A clone-and-run version of this assembled stack is up now at security-data-that-works, with the reasoner toolchain wrapped so you don't fight Java to see it work. The parts are all out there under their own licenses too, and the map above is what I'd have wanted first: an honest read of what each tool is for and exactly where it stops doing it.
If you'd rather walk the connections than read the tables, there's now a read-only MCP server, scg,
over the concept-only version of this map (1,442 nodes and 7,618 deduped edges, the public OCSF/D3FEND/ATT&CK/NIST-800-53/CCI
spine, no telemetry events), in the same sdw-lab-benchmarks repo.

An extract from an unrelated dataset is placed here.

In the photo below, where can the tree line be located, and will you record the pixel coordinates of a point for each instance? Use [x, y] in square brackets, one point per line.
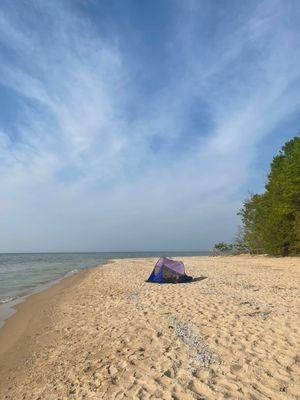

What it carries that a plain crosswalk doesn't is the same honesty discipline made into something a tool enforces: every
edge declares how it's supported, a proxy_quality rank that runs from a measured benchmark result (1.0) down through
SKOS-typed and curated links to the intent-blind offense-to-defense inferences (0.25, and the largest class, roughly
6,000 of the 7,618 edges) and finally to unmapped (0.0, an explicit gap rather than a silent one). A
multi-hop answer is only as trustworthy as its weakest edge, so the paths tool reports the minimum and
raises a flag when the chain leans on one of those cheap cooccurrence guesses. I want to be precise about what this does
and doesn't buy you, because it's the empirical-honesty essay: when I measured it, grounding a model in this graph was
close to inert against a plain schema-validity check, and the graph's structure changed a retrieval answer on only
one of nine incident-reconstruction queries (the identity-collapse case), so this isn't a thing that makes a model more
accurate. It's honest navigation with the provenance attached, the same refusal-to-hide-a-cheap-join that the whole map
is built around, now something you can query instead of having to remember.